It was about three years ago when I began praying for spiritual eyes. And while I didn’t really know what “spiritual eyes” would do for me, I had a deep conviction that our physical world isn’t the real thing, but that the real thing goes on in the spiritual realm. And I wanted it to know more about this place, to see it. In church we call this “life by the Spirit.” But while I had read about this in my Bible I really didn’t understand what it meant.
Not long after that prayer, I went to a movie with my husband and some friends, a married couple we have known for a long time but with whom we aren’t especially close. We get together once or twice a year to catch up with each other. So during the middle of the movie I felt an overwhelming urge to pray for my friend. She is not a believer, and I assumed that’s why God wanted me to pray. As I prayed silently in my chair, the “burden” for her grew stronger, and became so strong that I felt compelled to get up and pray audibly. So I excused myself to the restroom, locked myself in the back stall, and prayed with whispers. This urgency had never happened before, but now I know it was the Holy Spirit calling me to pray.
After the movie and when my husband and I were alone again, I told him about what had happened.
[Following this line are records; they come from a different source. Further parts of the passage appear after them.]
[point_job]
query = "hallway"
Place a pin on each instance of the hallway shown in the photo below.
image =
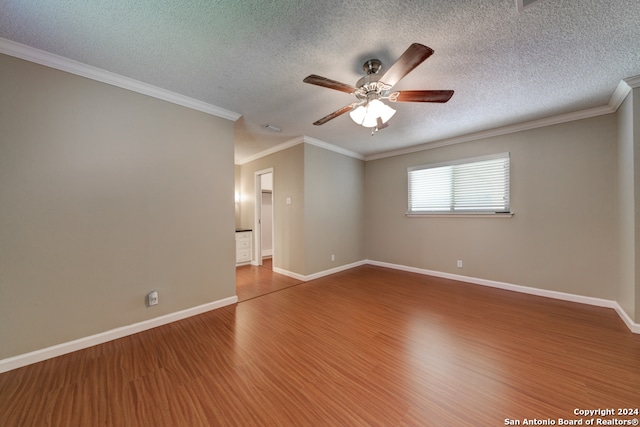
(253, 281)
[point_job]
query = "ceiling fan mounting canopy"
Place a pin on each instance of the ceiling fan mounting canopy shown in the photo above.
(376, 86)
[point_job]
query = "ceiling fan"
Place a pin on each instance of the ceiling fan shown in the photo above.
(369, 110)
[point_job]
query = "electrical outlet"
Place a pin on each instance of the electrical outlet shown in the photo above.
(153, 298)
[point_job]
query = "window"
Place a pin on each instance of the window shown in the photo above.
(477, 185)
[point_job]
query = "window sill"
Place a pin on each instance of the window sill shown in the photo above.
(461, 215)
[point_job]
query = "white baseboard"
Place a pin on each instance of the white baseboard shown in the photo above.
(599, 302)
(85, 342)
(319, 274)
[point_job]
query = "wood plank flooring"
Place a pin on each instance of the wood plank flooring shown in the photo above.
(253, 281)
(368, 346)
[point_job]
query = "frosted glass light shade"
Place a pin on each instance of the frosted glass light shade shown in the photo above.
(367, 116)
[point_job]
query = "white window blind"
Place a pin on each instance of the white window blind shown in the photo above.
(477, 185)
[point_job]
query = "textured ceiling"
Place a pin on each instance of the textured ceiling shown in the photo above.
(506, 66)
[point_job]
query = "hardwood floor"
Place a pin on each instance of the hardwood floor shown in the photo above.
(253, 281)
(367, 346)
And then our lives went on, and months went by without me even thinking about her, except for every now and then when I would wonder why God wanted me to pray for her. Then one day out of the blue, her husband called us and said they were having some serious marriage problems, in fact they were separated and she didn’t want to be married anymore. He wanted to work it out, she didn’t.
Over the next few months I met her for lunch on a regular basis and we talked about everything. During one of our lunches, I felt compelled to tell her about that night at the movie, when I had prayed for her. It didn’t seem to make much of an impact, and I felt a little let down. I was expecting something more, like tears or a declaration of faith at least! Driving home I felt confused about why God wanted me to pray for her and then tell her about it.
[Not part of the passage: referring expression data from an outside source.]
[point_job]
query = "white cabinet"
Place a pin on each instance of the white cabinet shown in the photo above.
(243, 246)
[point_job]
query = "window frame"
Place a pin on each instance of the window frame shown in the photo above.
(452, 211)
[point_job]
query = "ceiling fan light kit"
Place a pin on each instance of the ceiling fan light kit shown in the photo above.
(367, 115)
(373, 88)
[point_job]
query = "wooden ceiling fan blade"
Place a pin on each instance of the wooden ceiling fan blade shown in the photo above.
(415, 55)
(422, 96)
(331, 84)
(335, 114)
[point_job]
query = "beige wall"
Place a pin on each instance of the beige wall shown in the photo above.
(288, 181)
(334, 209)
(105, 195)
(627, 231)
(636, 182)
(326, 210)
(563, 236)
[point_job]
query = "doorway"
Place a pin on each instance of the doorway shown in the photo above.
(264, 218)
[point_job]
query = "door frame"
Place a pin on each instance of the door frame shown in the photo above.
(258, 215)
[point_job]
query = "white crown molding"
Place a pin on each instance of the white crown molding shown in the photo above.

When I came home from lunch I checked email, just like always. And there was a message from her, saying that she couldn’t handle talking about it at lunch, but it was during that time frame when we saw the movie that she began considering divorce and that even during the movie she thought about it. Then I was the one with tears, because I knew without a doubt that God Himself pulled me up out of that movie theater chair, so that I would pray for one of his lost children.
I wish I could say differently, but even after this revelation, she still filed for divorce. And to my knowledge, she is still not a believer. But God used me to get a message through to her: that He does care about her, and about what happens in her life. Hopefully someday that seed will begin to grow.
Since then God has been adjusting my spiritual vision and, fortunately, He has also allowed me to see some victories in the spiritual battleground.